1st-century BC Greek amphora

The Eleusis Amphora is an ancient Greek neck amphora, now in the Archaeological Museum of Eleusis, that dates back to the Middle Protoattic (c. 650–625 BCE). The painter of the Eleusis Amphora is known as the Polyphemos Painter. It is decorated with black and white painted figures on a light colored background, which is characteristic of the "Black and White" style commonly seen in Middle Protoattic pottery. The amphora's decoration reflects the pottery of the Orientalizing period (c. 710–600 BCE), a style in which human and animal figures depict mythological scenes.
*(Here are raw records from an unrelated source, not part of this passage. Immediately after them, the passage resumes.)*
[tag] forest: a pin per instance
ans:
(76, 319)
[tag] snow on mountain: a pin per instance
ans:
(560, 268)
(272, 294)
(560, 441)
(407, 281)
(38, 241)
The figures depicted on the amphora include Odysseus, Polyphemus, Perseus, Athena, and Medusa's fellow gorgons. This amphora is the earliest known depiction of Athena in Attic art.

== Purpose ==

The size and shape of the amphora, as well as the fact that it is highly decorated, indicate that it was created as a tomb marker or monument. However, the remains of a 10–12-year-old boy were found inside the amphora, meaning that it was ultimately used as an urn. This type of urn burial was commonly used to bury the remains of children from the Iron Age (1100–900 BCE) to the Archaic period (600–500 BCE).

== Description ==

The Eleusis amphora shows some of the earliest artistic depictions of Greek mythology. On the neck of the vase, the figures depict Odysseus and his men blinding the cyclops Polyphemus. The register just below the neck shows a lion chasing a boar. Although it is hard to see because the amphora was found in pieces and then reconstructed, the central register shows Athena and Perseus escaping after Perseus beheads Medusa. This is the earliest known depiction of Athena in Attic art. The figures with cauldron-shaped heads are more gorgons, which are snake-headed creatures like Medusa.